5.1.1. Factor Retention Accuracy Rate

For the case when 3 factors were present in the population, ANOVA identified the interactions of the factor determination method, number of indicators, and interfactor correlation ( F 22,286 = 7.03 ,   η 2 = 0.79 ), and the factor determination method, number of indicators, and sample size ( F 66,286 = 2.18 ,   η 2 = 0.33 ) as being statistically significantly related to the proportion of replications with the correct number of factors being retained. Table 1 includes the proportion of replications with the correct number of factors by method, number of indicators, and interfactor correlations, in the 3-factors case. When there were 10 indicators per factor, EKC and Combined exhibited the highest proportion of correct number of factors retained, across interfactor correlation levels.

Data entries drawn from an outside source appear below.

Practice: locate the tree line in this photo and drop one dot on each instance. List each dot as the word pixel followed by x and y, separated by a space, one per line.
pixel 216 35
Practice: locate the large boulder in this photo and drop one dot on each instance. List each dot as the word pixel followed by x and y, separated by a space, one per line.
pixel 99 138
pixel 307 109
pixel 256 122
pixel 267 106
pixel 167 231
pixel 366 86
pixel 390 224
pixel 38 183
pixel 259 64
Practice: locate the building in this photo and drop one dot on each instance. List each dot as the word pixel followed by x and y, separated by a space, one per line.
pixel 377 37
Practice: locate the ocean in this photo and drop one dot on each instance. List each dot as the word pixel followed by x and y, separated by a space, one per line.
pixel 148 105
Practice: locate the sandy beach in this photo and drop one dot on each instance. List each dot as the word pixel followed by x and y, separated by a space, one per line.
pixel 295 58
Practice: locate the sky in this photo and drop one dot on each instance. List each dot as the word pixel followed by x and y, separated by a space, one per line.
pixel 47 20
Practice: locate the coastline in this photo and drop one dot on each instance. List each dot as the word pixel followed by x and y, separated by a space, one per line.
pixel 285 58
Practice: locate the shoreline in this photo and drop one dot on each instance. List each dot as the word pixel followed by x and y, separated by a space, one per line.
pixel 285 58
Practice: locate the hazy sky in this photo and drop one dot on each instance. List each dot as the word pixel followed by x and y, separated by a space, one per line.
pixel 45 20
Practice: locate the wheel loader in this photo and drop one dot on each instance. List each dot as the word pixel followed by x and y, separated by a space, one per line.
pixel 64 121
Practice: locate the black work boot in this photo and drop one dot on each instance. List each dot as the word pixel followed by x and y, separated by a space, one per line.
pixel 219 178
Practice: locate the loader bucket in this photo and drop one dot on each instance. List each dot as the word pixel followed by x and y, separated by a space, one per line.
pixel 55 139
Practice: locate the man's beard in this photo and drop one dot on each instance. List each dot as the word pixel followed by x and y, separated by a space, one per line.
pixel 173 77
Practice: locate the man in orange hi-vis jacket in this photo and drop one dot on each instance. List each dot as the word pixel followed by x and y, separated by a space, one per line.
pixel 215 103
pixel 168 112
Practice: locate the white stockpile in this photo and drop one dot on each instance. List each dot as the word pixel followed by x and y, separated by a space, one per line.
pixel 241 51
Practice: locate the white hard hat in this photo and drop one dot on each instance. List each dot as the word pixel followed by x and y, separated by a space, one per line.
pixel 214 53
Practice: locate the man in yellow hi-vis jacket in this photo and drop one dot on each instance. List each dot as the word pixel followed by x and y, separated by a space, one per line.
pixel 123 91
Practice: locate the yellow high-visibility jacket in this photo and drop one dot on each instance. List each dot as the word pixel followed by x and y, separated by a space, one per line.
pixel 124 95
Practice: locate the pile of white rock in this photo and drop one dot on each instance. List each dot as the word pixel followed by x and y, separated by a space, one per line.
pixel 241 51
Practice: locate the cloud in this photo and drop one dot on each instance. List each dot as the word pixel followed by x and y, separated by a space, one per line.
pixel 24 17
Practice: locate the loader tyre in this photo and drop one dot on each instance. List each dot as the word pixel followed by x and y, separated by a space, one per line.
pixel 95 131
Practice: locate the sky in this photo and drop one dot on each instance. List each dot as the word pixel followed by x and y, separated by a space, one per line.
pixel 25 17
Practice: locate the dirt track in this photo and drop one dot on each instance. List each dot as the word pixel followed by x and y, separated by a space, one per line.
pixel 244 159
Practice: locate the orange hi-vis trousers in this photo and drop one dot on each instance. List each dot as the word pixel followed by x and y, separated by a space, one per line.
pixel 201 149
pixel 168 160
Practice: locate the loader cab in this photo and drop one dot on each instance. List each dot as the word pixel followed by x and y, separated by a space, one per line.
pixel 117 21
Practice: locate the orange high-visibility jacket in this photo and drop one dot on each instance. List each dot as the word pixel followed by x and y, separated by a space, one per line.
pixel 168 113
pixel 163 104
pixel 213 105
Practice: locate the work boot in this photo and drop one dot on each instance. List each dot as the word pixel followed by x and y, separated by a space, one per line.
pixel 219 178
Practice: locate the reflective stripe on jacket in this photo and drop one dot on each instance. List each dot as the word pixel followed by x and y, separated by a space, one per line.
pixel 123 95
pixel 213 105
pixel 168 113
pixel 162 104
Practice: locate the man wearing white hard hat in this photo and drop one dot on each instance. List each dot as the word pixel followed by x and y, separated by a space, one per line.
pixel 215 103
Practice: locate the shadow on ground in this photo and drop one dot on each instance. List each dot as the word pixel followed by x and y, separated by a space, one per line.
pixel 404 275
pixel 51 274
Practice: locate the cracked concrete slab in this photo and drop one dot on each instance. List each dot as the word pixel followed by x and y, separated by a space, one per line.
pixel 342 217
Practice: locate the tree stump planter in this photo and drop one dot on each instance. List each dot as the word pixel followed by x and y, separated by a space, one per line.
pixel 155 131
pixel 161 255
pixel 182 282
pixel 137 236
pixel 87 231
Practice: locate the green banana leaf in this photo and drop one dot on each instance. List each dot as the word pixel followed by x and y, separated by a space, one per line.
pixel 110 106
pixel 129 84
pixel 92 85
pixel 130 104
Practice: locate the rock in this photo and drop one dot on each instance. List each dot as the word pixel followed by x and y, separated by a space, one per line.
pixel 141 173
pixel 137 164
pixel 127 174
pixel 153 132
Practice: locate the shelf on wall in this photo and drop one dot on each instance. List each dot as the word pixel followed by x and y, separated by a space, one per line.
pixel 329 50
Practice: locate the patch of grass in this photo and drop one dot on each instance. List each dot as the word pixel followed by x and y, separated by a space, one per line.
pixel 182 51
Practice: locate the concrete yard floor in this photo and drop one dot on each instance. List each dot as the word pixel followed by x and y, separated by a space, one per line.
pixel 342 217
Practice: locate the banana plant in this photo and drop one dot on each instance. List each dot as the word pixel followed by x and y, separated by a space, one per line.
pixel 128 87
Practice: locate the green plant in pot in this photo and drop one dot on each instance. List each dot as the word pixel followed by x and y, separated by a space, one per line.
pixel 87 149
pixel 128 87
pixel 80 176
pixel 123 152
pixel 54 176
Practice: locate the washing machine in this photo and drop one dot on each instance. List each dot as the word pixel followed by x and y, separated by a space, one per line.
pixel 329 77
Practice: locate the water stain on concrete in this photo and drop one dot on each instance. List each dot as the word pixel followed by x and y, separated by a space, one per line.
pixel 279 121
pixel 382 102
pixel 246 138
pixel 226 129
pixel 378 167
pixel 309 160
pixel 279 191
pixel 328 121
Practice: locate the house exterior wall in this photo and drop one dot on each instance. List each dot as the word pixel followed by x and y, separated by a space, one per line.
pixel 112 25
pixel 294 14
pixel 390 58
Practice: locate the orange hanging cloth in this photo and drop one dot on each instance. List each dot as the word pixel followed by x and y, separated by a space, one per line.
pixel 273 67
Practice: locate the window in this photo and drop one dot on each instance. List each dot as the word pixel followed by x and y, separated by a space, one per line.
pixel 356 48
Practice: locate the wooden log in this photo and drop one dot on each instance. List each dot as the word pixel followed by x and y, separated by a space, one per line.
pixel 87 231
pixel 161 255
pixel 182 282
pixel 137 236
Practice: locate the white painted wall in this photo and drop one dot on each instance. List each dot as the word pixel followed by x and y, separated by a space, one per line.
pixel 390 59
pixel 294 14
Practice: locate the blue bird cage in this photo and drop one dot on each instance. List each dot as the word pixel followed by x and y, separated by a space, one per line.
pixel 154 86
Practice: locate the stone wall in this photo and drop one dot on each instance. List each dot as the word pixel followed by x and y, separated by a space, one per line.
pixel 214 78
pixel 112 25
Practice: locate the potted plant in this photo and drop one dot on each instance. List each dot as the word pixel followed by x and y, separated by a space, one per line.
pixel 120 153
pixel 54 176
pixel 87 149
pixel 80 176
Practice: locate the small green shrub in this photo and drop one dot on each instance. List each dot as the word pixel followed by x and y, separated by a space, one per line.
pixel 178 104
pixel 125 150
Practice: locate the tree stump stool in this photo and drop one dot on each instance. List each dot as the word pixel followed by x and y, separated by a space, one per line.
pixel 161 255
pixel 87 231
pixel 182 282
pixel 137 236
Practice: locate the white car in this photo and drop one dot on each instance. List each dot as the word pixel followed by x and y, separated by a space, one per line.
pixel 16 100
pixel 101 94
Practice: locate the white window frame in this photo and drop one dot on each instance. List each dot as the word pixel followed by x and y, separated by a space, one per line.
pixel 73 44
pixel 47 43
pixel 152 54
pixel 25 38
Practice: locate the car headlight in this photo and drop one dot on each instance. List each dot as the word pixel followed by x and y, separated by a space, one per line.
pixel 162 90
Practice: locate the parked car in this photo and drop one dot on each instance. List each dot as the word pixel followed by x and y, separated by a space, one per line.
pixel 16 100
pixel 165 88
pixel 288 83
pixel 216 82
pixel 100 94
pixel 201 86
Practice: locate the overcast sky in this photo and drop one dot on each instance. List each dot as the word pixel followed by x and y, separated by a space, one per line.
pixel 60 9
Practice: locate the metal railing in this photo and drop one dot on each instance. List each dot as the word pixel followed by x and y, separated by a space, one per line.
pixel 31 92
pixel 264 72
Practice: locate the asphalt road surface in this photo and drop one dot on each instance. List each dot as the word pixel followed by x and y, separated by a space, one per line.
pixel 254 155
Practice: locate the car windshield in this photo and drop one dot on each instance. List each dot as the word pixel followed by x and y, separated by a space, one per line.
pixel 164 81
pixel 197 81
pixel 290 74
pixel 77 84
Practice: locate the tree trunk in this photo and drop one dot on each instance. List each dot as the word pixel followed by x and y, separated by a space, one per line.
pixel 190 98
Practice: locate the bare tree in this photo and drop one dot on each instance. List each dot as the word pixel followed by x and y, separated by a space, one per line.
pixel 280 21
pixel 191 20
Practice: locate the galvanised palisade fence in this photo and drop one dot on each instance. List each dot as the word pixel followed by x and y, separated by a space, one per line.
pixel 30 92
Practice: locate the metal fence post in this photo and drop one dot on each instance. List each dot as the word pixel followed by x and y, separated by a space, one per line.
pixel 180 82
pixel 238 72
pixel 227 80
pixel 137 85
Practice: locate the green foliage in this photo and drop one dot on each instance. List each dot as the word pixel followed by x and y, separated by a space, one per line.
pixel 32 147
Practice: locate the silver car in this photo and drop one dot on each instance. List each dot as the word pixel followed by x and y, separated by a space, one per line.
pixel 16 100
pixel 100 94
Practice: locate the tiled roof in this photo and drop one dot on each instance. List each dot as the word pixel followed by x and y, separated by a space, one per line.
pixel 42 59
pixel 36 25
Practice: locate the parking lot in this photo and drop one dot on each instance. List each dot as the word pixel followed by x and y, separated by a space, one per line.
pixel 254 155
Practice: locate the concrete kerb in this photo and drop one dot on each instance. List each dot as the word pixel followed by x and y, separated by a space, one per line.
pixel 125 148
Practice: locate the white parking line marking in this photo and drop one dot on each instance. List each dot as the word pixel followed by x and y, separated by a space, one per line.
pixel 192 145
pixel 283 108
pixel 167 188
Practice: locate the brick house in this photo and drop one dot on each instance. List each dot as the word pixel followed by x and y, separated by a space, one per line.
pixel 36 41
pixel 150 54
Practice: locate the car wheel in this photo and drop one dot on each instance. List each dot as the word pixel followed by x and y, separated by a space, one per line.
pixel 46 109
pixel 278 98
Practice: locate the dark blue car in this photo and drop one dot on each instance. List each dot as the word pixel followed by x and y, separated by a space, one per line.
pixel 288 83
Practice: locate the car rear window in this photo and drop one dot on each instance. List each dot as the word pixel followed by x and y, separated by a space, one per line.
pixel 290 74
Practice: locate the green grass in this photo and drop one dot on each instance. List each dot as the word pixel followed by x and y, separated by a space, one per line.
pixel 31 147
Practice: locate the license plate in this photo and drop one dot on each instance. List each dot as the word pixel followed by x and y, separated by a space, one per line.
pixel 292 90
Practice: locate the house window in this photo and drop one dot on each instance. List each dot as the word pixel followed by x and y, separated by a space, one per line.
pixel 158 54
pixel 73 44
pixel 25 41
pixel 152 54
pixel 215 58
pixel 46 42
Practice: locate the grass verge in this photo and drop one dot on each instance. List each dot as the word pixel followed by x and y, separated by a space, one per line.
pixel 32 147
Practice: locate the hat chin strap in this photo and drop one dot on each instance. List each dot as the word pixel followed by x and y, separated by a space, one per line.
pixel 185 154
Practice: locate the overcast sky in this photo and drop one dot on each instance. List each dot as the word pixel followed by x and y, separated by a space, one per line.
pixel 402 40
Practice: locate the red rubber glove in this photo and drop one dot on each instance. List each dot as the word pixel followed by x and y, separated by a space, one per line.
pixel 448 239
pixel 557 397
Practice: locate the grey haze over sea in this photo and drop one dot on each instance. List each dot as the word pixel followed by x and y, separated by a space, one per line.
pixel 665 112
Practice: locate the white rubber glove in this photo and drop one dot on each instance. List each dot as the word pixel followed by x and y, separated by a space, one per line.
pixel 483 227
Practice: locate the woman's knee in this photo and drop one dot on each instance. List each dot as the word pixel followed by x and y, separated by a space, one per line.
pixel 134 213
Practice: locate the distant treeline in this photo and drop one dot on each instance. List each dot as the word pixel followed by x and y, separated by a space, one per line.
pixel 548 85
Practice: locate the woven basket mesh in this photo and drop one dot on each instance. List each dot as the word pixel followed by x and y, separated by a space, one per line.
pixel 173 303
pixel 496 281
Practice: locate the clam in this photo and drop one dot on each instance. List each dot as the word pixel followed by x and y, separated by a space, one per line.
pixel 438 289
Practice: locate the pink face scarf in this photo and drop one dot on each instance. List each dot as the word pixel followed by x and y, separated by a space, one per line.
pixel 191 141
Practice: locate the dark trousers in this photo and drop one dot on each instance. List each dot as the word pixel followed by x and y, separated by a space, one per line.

In addition, CD, CNG and MAP had rates of correct identification of 1.00 for an interfactor correlation of 0.25 and 0.50, but rates below 0.90 when factors had a correlation of 0.75. Of these latter techniques, CD had the highest accuracy rate for the highest interfactor correlation.
When each factor had 5 indicators, the accuracy rates were generally lower for all methods across interfactor correlation conditions. The only exception to this pattern was CNG at correlations of 0.25 or 0.50, for which the accuracy rate was 1.00. In addition, EKC, CD and Combined had accuracy rates of 0.99 for a correlation of 0.25. As the interfactor correlation increased in value, the accuracy rates for all of the methods studied here declined in the 5-indicator condition. At the highest interfactor correlation value, MIRT, NOHARM, and CNG had the highest accuracy rates in the 5-indicators case. The SMT had the lowest rates across all conditions in Table 1.
The proportion of replications with the correct number of factors identified by number of indicators, sample size, and method appear in Table 2. Across methods, the rate of correct factor number identification was higher for larger samples and more indicators. For 5 indicators, the highest accuracy rates were associated with CNG, except for when N = 2000. In this latter case, PA had an accuracy rate of 1.00, with CD being the second most accurate, followed by CNG. When there were 10 indicators per factor, EKC and the Combined method had the highest accuracy rates. Across conditions, SMT had the lowest rates of accurately determining the number of factors to retain. Finally, when there were 3 factors, each method studied here had higher accuracy rates for retaining the number of factors when the loadings were 0.8 as opposed to 0.6 (Table 3). This result was most marked for MAP and CD, and least so for MIRT and NOHARM.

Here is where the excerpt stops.